Essa síndrome costuma aparecer com maior frequência em profissionais que mantêm uma relação constante e direta com outras pessoas e que estão expostos a uma sobrecarga de trabalho. Isso acontece principalmente quando esta atividade é considerada de ajuda, desenvolvida por profissionais como médicos, enfermeiros, professores (BORGES; CARLOTTO, 2004). As primeiras investigações da Síndrome de Burnout foram realizadas com profissionais que exerciam funções de ajuda, como trabalhadores envolvidos com assistência social, enfermagem e educação (CARLOTTO, 2001) e vários estudos têm demonstrado que o Burnout incide principalmente sobre estes profissionais, que prestam assistência ou são responsáveis pelo desenvolvimento ou cuidado de outros.
Para Gil-Monte e Peiró (1997), as características pessoais não seriam em si mesmo desencadeantes do Burnout, mas facilitadores ou inibidores da ação dos agentes estressores. As análises realizadas pela ótica de gênero, em sua maioria, apontam que não tem havido unanimidade quanto à possibilidade de maior incidência no que diz respeito ao sexo. De modo geral as mulheres têm apresentado pontuações mais elevadas em exaustão emocional e os homens em despersonalização (BENEVIDES-PEREIRA, 2002). Tais diferenças podem ter uma explicação nos papéis socialmente aceitos. O fato de as mulheres expressarem mais livremente suas emoções poderia vir a ser uma fonte de expressão de suas dificuldades e conflitos, aliviando os sentimentos de raiva, hostilidade e indignação, enquanto no sexo masculino, sem esta possibilidade ('homem não chora'), estas emoções acabariam sendo expressas, de forma inadequada, depois de atingir um nível insuportável. A elevação da exaustão emocional no sexo feminino poderia também ocorrer pela dupla jornada de trabalho (a profissional e a do lar) a que a maioria está sujeita (BENEVIDES-PEREIRA, 2002). Outro fator a considerar reside nas questões da relação histórica entre algumas profissões e gênero, uma vez que algumas são predominantemente masculinas, como a de policiais ou bombeiros, e outras femininas, como a docência ou enfermagem (MASLACH; LEITER, 1997).

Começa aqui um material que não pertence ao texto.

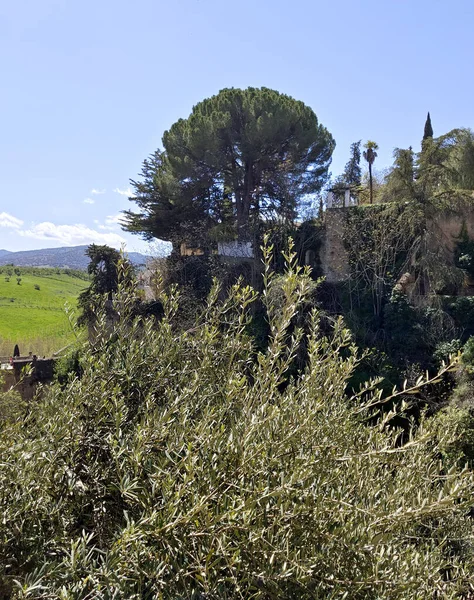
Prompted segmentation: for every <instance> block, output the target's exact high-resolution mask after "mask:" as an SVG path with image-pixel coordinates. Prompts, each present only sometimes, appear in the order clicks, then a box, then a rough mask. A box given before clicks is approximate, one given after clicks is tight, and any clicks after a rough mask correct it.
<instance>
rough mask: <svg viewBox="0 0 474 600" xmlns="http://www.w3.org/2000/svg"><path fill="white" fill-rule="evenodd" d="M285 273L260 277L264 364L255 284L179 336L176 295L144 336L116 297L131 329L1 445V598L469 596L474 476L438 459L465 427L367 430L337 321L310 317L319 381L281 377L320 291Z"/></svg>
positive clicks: (55, 385)
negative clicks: (258, 341) (315, 289)
mask: <svg viewBox="0 0 474 600" xmlns="http://www.w3.org/2000/svg"><path fill="white" fill-rule="evenodd" d="M290 259H291V260H290V262H291V265H290V268H289V270H288V272H287V273H286V275H285V277H284V278H283V279H281V278H279V279H278V280H275V279H274V278H273V275H272V273H271V272H270V270H269V269H268V268H267V269H266V272H265V286H264V292H263V294H262V302H263V303H264V304H265V305H266V307H267V315H268V323H269V331H270V338H269V343H268V348H267V349H266V350H265V351H258V350H256V348H255V346H254V343H253V341H252V339H251V338H250V337H249V335H248V333H247V327H248V324H249V322H250V318H251V316H250V312H251V307H252V304H253V302H255V301H256V293H255V292H253V290H252V289H251V288H249V287H246V286H243V285H235V286H233V287H232V289H231V290H230V292H229V295H228V297H227V298H225V299H224V300H221V298H222V293H221V290H219V288H218V287H216V286H214V288H213V289H212V290H211V293H210V295H209V298H208V301H207V304H206V306H205V309H204V311H203V314H202V316H201V317H200V319H199V320H198V321H197V322H196V323H195V324H194V327H193V328H192V329H188V330H186V331H182V330H181V331H180V330H179V328H178V329H176V327H175V324H174V320H175V316H176V314H177V311H178V305H179V298H178V294H177V291H176V289H171V290H169V292H168V294H167V295H166V294H164V295H163V298H162V302H163V307H164V316H163V318H161V319H160V321H159V322H155V321H154V320H153V319H143V318H136V319H135V320H133V321H131V320H130V316H131V315H132V314H133V307H134V301H135V300H134V296H133V294H132V295H131V296H130V295H128V294H127V291H126V290H124V289H122V287H123V286H119V290H118V292H117V295H116V297H115V301H114V302H115V306H114V310H115V311H116V313H117V314H118V315H120V320H117V322H114V323H113V325H112V326H111V325H110V323H107V320H106V318H105V317H99V318H98V323H97V327H98V331H99V332H101V333H98V334H97V336H96V337H94V339H93V341H91V342H90V347H89V349H88V350H87V352H86V353H85V356H84V357H83V359H82V361H81V364H82V367H83V374H82V377H81V378H80V379H77V378H76V379H73V380H71V381H70V382H69V383H68V384H66V385H65V386H64V387H61V386H59V385H53V386H52V387H51V388H50V389H49V390H47V391H46V392H45V393H44V395H43V397H42V398H41V399H40V400H38V401H37V404H36V405H35V407H34V409H32V410H31V411H30V412H29V414H28V415H27V416H26V417H25V419H24V421H23V422H21V423H16V422H14V423H10V424H8V426H6V427H5V428H3V430H2V431H1V436H0V454H1V456H2V460H1V461H0V513H1V514H2V526H1V528H0V588H1V587H2V586H3V590H4V591H3V593H4V597H8V594H10V593H11V594H12V595H13V597H14V598H48V599H49V598H64V599H66V598H71V599H72V598H83V599H85V598H98V599H111V598H127V599H130V598H135V599H139V598H140V599H142V598H162V599H170V600H171V599H173V600H174V599H178V598H189V599H196V600H197V599H201V600H204V598H206V599H208V600H209V599H226V598H227V599H231V598H232V599H233V598H245V599H247V598H254V599H261V600H263V599H265V600H266V599H276V598H295V599H296V598H299V599H303V600H304V599H308V600H309V599H315V598H321V599H323V598H324V599H326V598H360V599H366V598H373V599H374V600H375V599H378V598H391V599H392V598H393V599H395V598H399V599H404V600H406V599H415V598H416V599H421V598H430V599H431V598H434V597H438V598H441V597H442V598H453V599H454V598H461V597H464V598H467V597H469V594H472V593H473V591H474V588H473V586H472V572H473V567H474V561H473V556H472V542H471V540H472V536H473V525H472V522H471V520H470V519H469V518H468V517H467V516H466V512H467V509H468V508H469V507H470V506H471V504H472V498H473V493H474V477H473V475H472V474H471V473H470V472H468V471H465V470H464V471H460V470H459V469H458V468H457V467H456V465H454V466H453V467H452V468H451V469H450V470H447V469H445V467H444V465H443V464H442V463H440V460H439V457H440V452H441V448H442V447H444V445H446V444H447V443H449V441H450V439H451V438H450V436H451V435H452V428H449V427H447V428H445V429H444V430H442V431H441V432H438V430H437V429H436V428H434V427H432V426H431V424H430V422H429V421H426V420H423V419H422V421H421V424H420V425H419V427H418V428H417V429H416V430H413V431H411V434H410V437H409V441H408V443H406V444H405V445H404V446H400V444H399V432H398V431H397V430H395V429H392V428H390V427H389V424H390V419H391V417H394V416H396V414H397V412H400V411H403V406H399V409H398V411H397V410H395V409H394V410H393V411H391V412H390V413H388V414H385V415H384V417H383V421H382V420H379V421H378V422H377V423H376V425H375V426H371V425H368V424H367V422H368V420H369V419H370V420H371V421H373V420H374V415H375V414H376V412H377V405H378V403H379V400H380V395H379V393H378V392H377V391H376V389H372V386H371V385H368V386H367V387H366V389H364V390H363V391H362V393H361V394H360V395H357V394H356V395H354V396H353V397H350V398H348V397H347V396H346V389H347V381H348V380H349V378H350V377H351V375H352V373H353V372H354V369H355V368H356V366H357V364H358V360H359V359H358V353H357V349H356V348H355V347H354V345H353V344H352V342H351V336H350V333H349V332H348V331H347V330H346V329H344V327H343V324H342V322H341V321H340V320H337V321H336V322H335V324H334V328H333V332H332V334H331V336H325V335H322V333H321V331H320V329H319V315H318V312H317V311H316V310H314V311H313V313H312V317H311V325H310V331H309V333H308V335H307V337H306V340H305V342H306V345H307V349H308V362H307V366H306V367H305V369H304V370H303V371H300V372H298V373H296V374H295V373H293V374H292V375H291V376H288V375H287V373H289V372H291V371H292V369H291V365H292V363H293V361H294V359H295V356H296V354H297V350H298V348H299V346H300V343H301V341H302V337H303V335H304V334H303V332H302V330H301V328H299V327H298V325H297V322H298V314H299V310H300V306H301V305H302V303H304V300H305V297H306V295H307V293H308V292H309V290H310V287H311V284H310V280H309V277H308V275H306V274H304V273H302V272H301V271H300V270H299V269H298V268H296V267H295V266H294V256H291V257H290ZM268 264H269V263H268ZM274 285H276V286H278V293H276V294H275V293H273V292H274V291H275V290H274V289H273V286H274ZM275 296H276V297H278V303H277V304H272V301H271V298H273V297H275ZM295 322H296V325H295ZM283 384H284V385H283ZM408 391H409V390H405V392H404V393H405V394H406V393H407V392H408ZM395 399H396V398H395ZM395 399H394V398H391V399H390V400H391V401H392V402H394V400H395Z"/></svg>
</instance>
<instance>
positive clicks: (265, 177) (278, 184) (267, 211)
mask: <svg viewBox="0 0 474 600" xmlns="http://www.w3.org/2000/svg"><path fill="white" fill-rule="evenodd" d="M163 146H164V150H163V151H161V150H157V151H156V152H155V153H154V154H153V155H152V156H151V157H150V158H149V159H147V160H145V161H144V164H143V171H142V176H143V178H142V181H138V182H137V181H132V182H131V183H132V185H133V187H134V191H135V196H134V202H135V203H136V204H137V205H138V209H139V210H138V212H135V213H134V212H132V211H128V212H127V213H126V215H125V216H126V221H127V222H128V228H129V229H130V230H131V231H134V232H139V233H142V234H145V235H146V236H148V237H158V238H161V239H165V240H169V241H171V242H173V244H174V245H175V246H179V244H180V243H182V242H183V241H185V240H187V241H188V242H189V241H191V242H192V243H194V245H201V246H204V247H209V246H210V245H211V244H212V243H213V242H214V243H215V242H216V241H218V240H221V239H225V240H228V239H239V240H255V235H256V232H257V231H258V228H259V225H260V224H261V222H262V220H265V221H269V220H274V219H277V220H278V221H279V222H280V223H285V222H292V221H293V220H294V218H295V216H296V214H297V212H298V205H299V202H300V201H301V198H302V197H304V196H305V195H307V194H314V193H315V192H317V191H318V190H320V189H321V187H322V185H323V184H324V183H325V181H326V179H327V170H328V167H329V164H330V162H331V155H332V152H333V149H334V146H335V143H334V140H333V138H332V136H331V134H330V133H329V132H328V131H327V130H326V128H325V127H323V126H322V125H321V124H320V123H319V122H318V119H317V117H316V115H315V113H314V112H313V111H312V109H311V108H309V107H308V106H306V105H305V104H303V102H300V101H297V100H294V99H293V98H291V97H289V96H286V95H284V94H280V93H279V92H276V91H274V90H270V89H267V88H248V89H246V90H240V89H234V88H232V89H225V90H222V91H220V92H219V94H217V95H216V96H213V97H212V98H209V99H206V100H203V101H202V102H200V103H199V104H197V105H196V106H195V107H194V108H193V111H192V113H191V115H190V116H189V118H188V119H180V120H179V121H177V122H176V123H175V124H174V125H173V126H172V127H171V128H170V130H169V131H166V132H165V133H164V135H163ZM257 245H258V244H257Z"/></svg>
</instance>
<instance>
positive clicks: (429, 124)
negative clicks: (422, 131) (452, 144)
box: [423, 113, 433, 140]
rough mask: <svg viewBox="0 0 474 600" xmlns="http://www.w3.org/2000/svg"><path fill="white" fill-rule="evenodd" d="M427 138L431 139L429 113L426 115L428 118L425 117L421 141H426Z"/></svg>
mask: <svg viewBox="0 0 474 600" xmlns="http://www.w3.org/2000/svg"><path fill="white" fill-rule="evenodd" d="M429 137H433V127H432V125H431V117H430V113H428V116H427V117H426V122H425V131H424V133H423V139H424V140H426V139H427V138H429Z"/></svg>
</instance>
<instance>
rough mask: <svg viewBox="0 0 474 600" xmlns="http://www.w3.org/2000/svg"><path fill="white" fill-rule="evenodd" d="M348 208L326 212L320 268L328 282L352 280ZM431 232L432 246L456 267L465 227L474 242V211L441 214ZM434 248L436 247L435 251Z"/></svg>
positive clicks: (455, 212)
mask: <svg viewBox="0 0 474 600" xmlns="http://www.w3.org/2000/svg"><path fill="white" fill-rule="evenodd" d="M350 210H352V209H351V208H350V207H349V208H332V209H327V210H326V213H325V235H324V240H323V244H322V248H321V265H322V269H323V273H324V275H325V277H326V281H328V282H329V283H340V282H342V281H345V280H346V279H347V278H348V277H349V256H348V253H347V250H346V248H345V246H344V242H343V237H344V223H345V220H346V217H347V212H348V211H350ZM426 226H427V229H428V231H430V232H431V234H432V235H431V236H430V240H429V242H430V244H431V245H432V246H433V245H436V246H437V248H436V250H438V253H439V251H440V250H441V251H442V252H441V255H443V254H444V257H443V260H446V262H447V264H454V251H455V248H456V244H457V242H458V241H459V238H460V234H461V232H462V230H463V228H465V230H466V231H467V234H468V236H469V238H470V239H472V240H474V209H473V210H469V209H467V208H466V209H464V210H462V211H461V210H459V211H457V212H454V211H440V212H439V213H437V214H436V215H435V217H434V218H433V219H431V220H429V221H428V222H427V224H426ZM433 249H434V248H433Z"/></svg>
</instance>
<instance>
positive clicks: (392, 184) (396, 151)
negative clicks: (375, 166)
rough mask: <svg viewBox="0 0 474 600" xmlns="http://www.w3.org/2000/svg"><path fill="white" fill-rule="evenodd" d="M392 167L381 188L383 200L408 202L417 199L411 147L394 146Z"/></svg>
mask: <svg viewBox="0 0 474 600" xmlns="http://www.w3.org/2000/svg"><path fill="white" fill-rule="evenodd" d="M393 156H394V163H393V167H392V169H391V171H390V173H389V175H388V176H387V179H386V185H385V187H384V190H383V200H384V201H398V202H402V201H405V202H409V201H412V200H417V199H418V195H419V194H418V190H417V187H416V173H415V155H414V152H413V149H412V147H411V146H410V148H408V149H407V150H404V149H401V148H395V150H394V152H393Z"/></svg>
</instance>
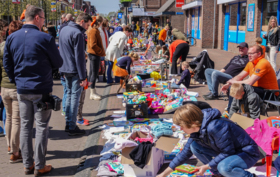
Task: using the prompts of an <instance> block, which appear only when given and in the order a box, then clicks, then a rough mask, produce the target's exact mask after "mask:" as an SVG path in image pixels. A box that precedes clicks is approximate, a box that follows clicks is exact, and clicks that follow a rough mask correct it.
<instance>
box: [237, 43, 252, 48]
mask: <svg viewBox="0 0 280 177" xmlns="http://www.w3.org/2000/svg"><path fill="white" fill-rule="evenodd" d="M237 47H246V48H249V46H248V44H247V43H246V42H242V43H240V44H239V45H238V46H237Z"/></svg>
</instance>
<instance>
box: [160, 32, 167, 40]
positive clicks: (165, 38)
mask: <svg viewBox="0 0 280 177" xmlns="http://www.w3.org/2000/svg"><path fill="white" fill-rule="evenodd" d="M166 36H167V31H166V30H165V29H162V30H161V31H160V32H159V36H158V40H162V41H165V39H166Z"/></svg>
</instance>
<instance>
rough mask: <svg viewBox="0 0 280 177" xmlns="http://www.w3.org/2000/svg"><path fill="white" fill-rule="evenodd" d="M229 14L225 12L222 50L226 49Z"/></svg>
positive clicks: (229, 16)
mask: <svg viewBox="0 0 280 177" xmlns="http://www.w3.org/2000/svg"><path fill="white" fill-rule="evenodd" d="M229 17H230V14H229V13H226V14H225V31H224V50H225V51H228V35H229V21H230V18H229Z"/></svg>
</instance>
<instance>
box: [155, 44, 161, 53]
mask: <svg viewBox="0 0 280 177" xmlns="http://www.w3.org/2000/svg"><path fill="white" fill-rule="evenodd" d="M161 49H162V47H161V46H160V45H157V46H156V53H157V54H158V52H159V51H160V50H161Z"/></svg>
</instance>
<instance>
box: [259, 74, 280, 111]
mask: <svg viewBox="0 0 280 177" xmlns="http://www.w3.org/2000/svg"><path fill="white" fill-rule="evenodd" d="M276 78H277V83H278V87H279V86H280V69H279V70H278V71H277V72H276ZM279 88H280V87H279ZM264 91H265V93H264V97H263V100H264V103H266V105H265V113H266V115H267V116H268V114H267V107H268V104H271V105H273V106H275V107H277V110H278V113H279V115H280V100H279V97H280V90H270V89H265V90H264ZM277 92H278V94H279V95H278V96H276V95H275V93H277ZM269 93H270V95H269V98H268V100H265V98H266V96H267V95H268V94H269Z"/></svg>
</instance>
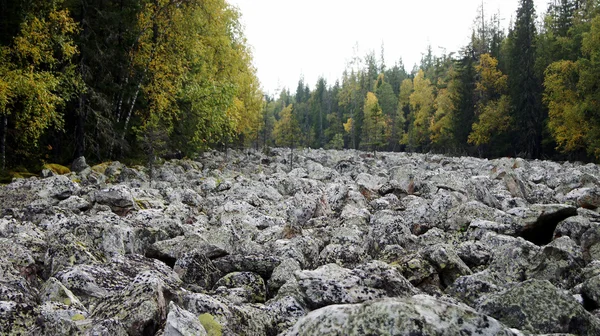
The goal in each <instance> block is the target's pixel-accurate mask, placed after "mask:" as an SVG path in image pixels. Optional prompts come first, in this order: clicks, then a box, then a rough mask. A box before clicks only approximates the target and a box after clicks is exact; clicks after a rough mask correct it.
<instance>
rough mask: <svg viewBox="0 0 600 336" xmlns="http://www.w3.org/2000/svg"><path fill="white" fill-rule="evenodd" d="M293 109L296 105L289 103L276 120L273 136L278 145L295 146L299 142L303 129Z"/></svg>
mask: <svg viewBox="0 0 600 336" xmlns="http://www.w3.org/2000/svg"><path fill="white" fill-rule="evenodd" d="M293 110H294V106H293V105H291V104H290V105H288V106H287V107H286V108H284V109H283V110H282V111H281V113H280V114H279V120H278V121H277V122H275V128H274V130H273V137H274V138H275V144H276V145H277V146H281V147H290V148H294V147H295V146H296V145H297V144H298V143H299V138H300V132H301V129H300V125H299V123H298V119H296V116H295V115H294V114H293Z"/></svg>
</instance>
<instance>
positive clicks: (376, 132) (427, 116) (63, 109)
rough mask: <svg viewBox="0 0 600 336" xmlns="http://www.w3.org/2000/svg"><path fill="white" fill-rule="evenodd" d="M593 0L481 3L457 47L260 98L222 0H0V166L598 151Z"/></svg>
mask: <svg viewBox="0 0 600 336" xmlns="http://www.w3.org/2000/svg"><path fill="white" fill-rule="evenodd" d="M598 2H599V1H598V0H554V1H552V2H551V3H550V4H549V5H548V7H547V8H546V9H545V12H543V13H540V14H538V13H536V11H535V7H534V2H533V0H520V3H519V8H518V10H517V12H516V13H515V14H514V15H513V17H512V20H511V22H510V24H509V28H508V31H505V30H504V29H503V28H502V25H501V20H500V18H499V16H498V15H491V16H487V15H486V14H487V12H488V9H487V8H484V6H483V5H482V6H481V7H480V8H479V9H475V8H474V9H473V12H474V15H473V16H474V24H473V30H472V32H471V36H470V39H469V40H470V42H469V43H468V45H465V46H464V47H462V48H461V49H460V50H458V51H452V52H444V53H443V54H441V55H437V54H434V52H433V50H432V48H431V47H429V48H428V50H426V51H425V52H424V53H423V57H422V59H421V62H420V64H418V65H415V66H414V67H413V68H412V69H410V70H407V69H406V68H405V65H404V64H403V62H402V60H401V59H400V60H398V61H395V62H394V64H393V65H390V64H387V63H386V60H385V59H384V56H383V55H384V54H385V51H384V46H383V45H382V48H381V49H382V50H381V52H380V54H379V55H377V54H376V53H375V52H374V51H372V52H369V53H367V54H366V55H364V56H362V57H359V56H357V55H355V56H354V57H353V58H352V61H351V62H349V64H348V65H347V67H346V70H345V71H344V73H343V75H342V78H340V79H339V80H337V81H335V82H334V83H328V82H327V80H326V79H324V78H320V79H318V80H317V82H316V83H315V84H314V86H313V87H312V88H311V87H310V86H309V83H306V82H305V81H304V79H303V78H299V81H298V85H297V87H296V88H295V89H294V88H291V89H290V88H284V89H282V90H281V91H280V92H279V93H278V94H277V95H276V96H269V95H265V94H264V93H263V92H262V91H261V87H260V83H259V81H258V78H257V76H256V69H255V68H254V67H253V63H252V54H251V50H250V47H249V44H248V42H247V41H246V39H245V37H244V32H243V27H242V25H241V23H240V15H241V13H239V11H238V10H237V9H236V8H235V7H232V6H230V5H229V4H228V3H227V2H226V1H225V0H27V1H11V0H0V4H1V8H2V10H1V11H0V25H1V26H2V29H1V30H0V155H1V158H0V161H1V162H0V163H1V167H0V170H2V171H8V170H11V169H12V170H26V169H30V170H32V169H33V168H32V167H39V166H41V165H42V164H44V163H49V162H57V163H65V164H66V163H68V162H71V161H72V160H73V159H74V158H77V157H79V156H85V157H86V158H87V159H88V160H89V161H91V162H103V161H107V160H121V161H123V162H126V163H134V164H152V162H153V161H154V160H155V159H156V158H161V157H163V158H165V157H184V156H185V157H193V156H194V155H196V154H198V153H201V152H202V151H205V150H208V149H211V148H217V149H223V148H226V147H250V146H252V147H256V148H268V147H269V146H281V147H291V148H294V147H311V148H326V149H343V148H354V149H361V150H369V151H409V152H434V153H444V154H448V155H472V156H479V157H490V158H491V157H500V156H510V157H517V156H519V157H525V158H532V159H533V158H538V159H555V160H583V161H598V160H599V159H600V15H599V14H600V4H599V3H598ZM287 48H289V49H290V50H291V52H293V44H291V45H289V46H288V47H287Z"/></svg>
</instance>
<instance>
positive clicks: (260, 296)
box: [215, 272, 267, 303]
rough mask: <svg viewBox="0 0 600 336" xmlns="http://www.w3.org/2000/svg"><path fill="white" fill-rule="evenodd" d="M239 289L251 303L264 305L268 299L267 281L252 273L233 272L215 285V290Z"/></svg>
mask: <svg viewBox="0 0 600 336" xmlns="http://www.w3.org/2000/svg"><path fill="white" fill-rule="evenodd" d="M221 286H223V287H226V288H230V289H231V288H233V289H236V288H239V289H242V290H243V292H244V293H243V294H242V295H243V296H244V297H245V298H246V299H247V300H248V301H247V302H250V303H259V302H260V303H264V302H265V301H266V298H267V289H266V286H265V281H264V280H263V278H261V277H260V276H259V275H258V274H256V273H252V272H233V273H229V274H227V275H225V276H224V277H222V278H221V279H219V281H217V283H216V284H215V288H218V287H221Z"/></svg>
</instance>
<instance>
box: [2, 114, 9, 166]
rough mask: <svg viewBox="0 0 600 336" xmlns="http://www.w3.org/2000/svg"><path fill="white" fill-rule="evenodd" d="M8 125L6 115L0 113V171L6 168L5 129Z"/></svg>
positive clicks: (5, 131)
mask: <svg viewBox="0 0 600 336" xmlns="http://www.w3.org/2000/svg"><path fill="white" fill-rule="evenodd" d="M7 127H8V118H7V117H6V115H2V120H1V124H0V155H1V156H2V157H1V158H0V160H2V161H1V162H0V164H1V165H2V167H1V168H2V169H0V171H4V170H6V131H7Z"/></svg>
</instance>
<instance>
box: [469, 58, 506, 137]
mask: <svg viewBox="0 0 600 336" xmlns="http://www.w3.org/2000/svg"><path fill="white" fill-rule="evenodd" d="M497 66H498V60H496V59H495V58H494V57H492V56H491V55H490V54H483V55H481V58H480V60H479V64H478V65H477V66H476V67H475V69H476V71H477V73H478V75H479V76H478V77H479V80H478V81H477V83H476V88H475V93H476V94H477V95H478V96H479V97H480V100H479V103H478V104H477V108H476V115H477V121H476V122H475V123H474V124H473V131H472V132H471V134H470V135H469V143H471V144H474V145H476V146H481V145H486V144H489V143H490V142H492V140H493V139H495V138H497V137H498V135H500V134H503V133H504V132H506V131H508V130H509V129H510V126H511V118H510V98H509V96H507V95H506V94H505V93H506V90H507V76H506V75H504V74H502V72H500V71H499V70H498V69H497Z"/></svg>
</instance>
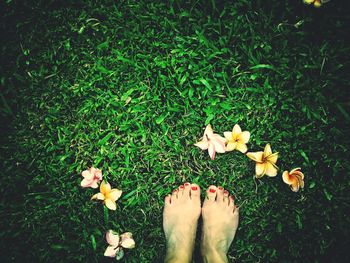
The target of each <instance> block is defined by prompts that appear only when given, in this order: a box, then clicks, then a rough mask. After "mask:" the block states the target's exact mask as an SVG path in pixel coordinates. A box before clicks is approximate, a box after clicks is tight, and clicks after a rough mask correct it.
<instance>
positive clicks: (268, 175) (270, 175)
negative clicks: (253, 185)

Algumas pesquisas relatam maior propensão ao Burnout nas pessoas que possuem nível educacional mais elevado. Nesses grupos, as pontuações de Exaustão Emocional e Despersonalização encontram-se mais elevadas que em grupos com menos grau de escolaridade, assim como para a escala de Realização Profissional, em que os com menos escolaridade sentem-se menos realizados. A realização pessoal no trabalho pode estar relacionada ao status e o reconhecimento de que gozam muitas profissões de nível superior (MASLACH; LEITER, 1997).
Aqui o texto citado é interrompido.